Omah Sendok
Agak tersembunyi dari jalan besar, dekat tikungan, di tengah lingkungan perumahan mewah, memiliki dua akses, tak jauh dari pusat perbelanjaan terkemuka, terletak di Jakarta Selatan: Omah Sendok namanya. Kata sendok berhubungan erat dengan makanan, benar, tak akan disangkal. Omah Sendok merupakan sebuah kafe dengan sejumlah menu yang berkiblat pada warisan kuliner Indonesia. Tetapi, menurut Nurlaely Wicahyuni, wanita cantik yang dipercaya untuk mengelola, nama sendok di situ diambil dari nama jalan tempat resto itu bercokol. Jalan (Taman) Empu Sendok nomor 45, Senopati.
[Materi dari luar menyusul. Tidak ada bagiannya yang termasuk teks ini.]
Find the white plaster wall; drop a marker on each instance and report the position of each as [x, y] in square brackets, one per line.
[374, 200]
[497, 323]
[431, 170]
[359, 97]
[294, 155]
Saya berkenalan dengan tempat itu di awal tahun 2005. Sebuah bangunan dengan gaya minimalis yang memiliki kolam renang di taman belakang itu menyenangkan untuk nongkrong berjam-jam. Sebagai seorang penulis saya merasa betah tinggal di sana, bahkan seandainya tak seorang pun menemani. Udara mengalir bebas, mata disuguhi warna air kebiruan, rumput hijau, dan segelas kopi bisa membuat saya menghasilkan beberapa bait puisi atau sejumlah paragraf prosa. Jika perut merasa lapar tinggal memilih menu untuk disajikan dalam keadaan hangat. Mau makan apa? Soto tangkar Tanah Tinggi?
Pertengahan Januari tiga tahun lalu, ketika gerimis masih rajin menyiram Bumi, saya bersama teman-teman Klub Sastra Bentang bertandang ke Omah Sendok. Kami baru saja usai diskusi buku Hermawan Aksan, Dyah Pitaloka, di Perpustakaan Diknas. Seingat saya, waktu itu ada Feby Indirani, Gangsar Sukrisno, Rita Achdris, Wien Muldian, dan Endah Sulwesi. Mbak Elly selaku tuan rumah, menemani dengan ramah bersama suaminya, Mas Edy. Seingat saya, malam itu saya memesan bubur sumsum dan wedang kacang tanah. Pokoknya saya memilih menu yang tak banyak dijumpai di kafe lain.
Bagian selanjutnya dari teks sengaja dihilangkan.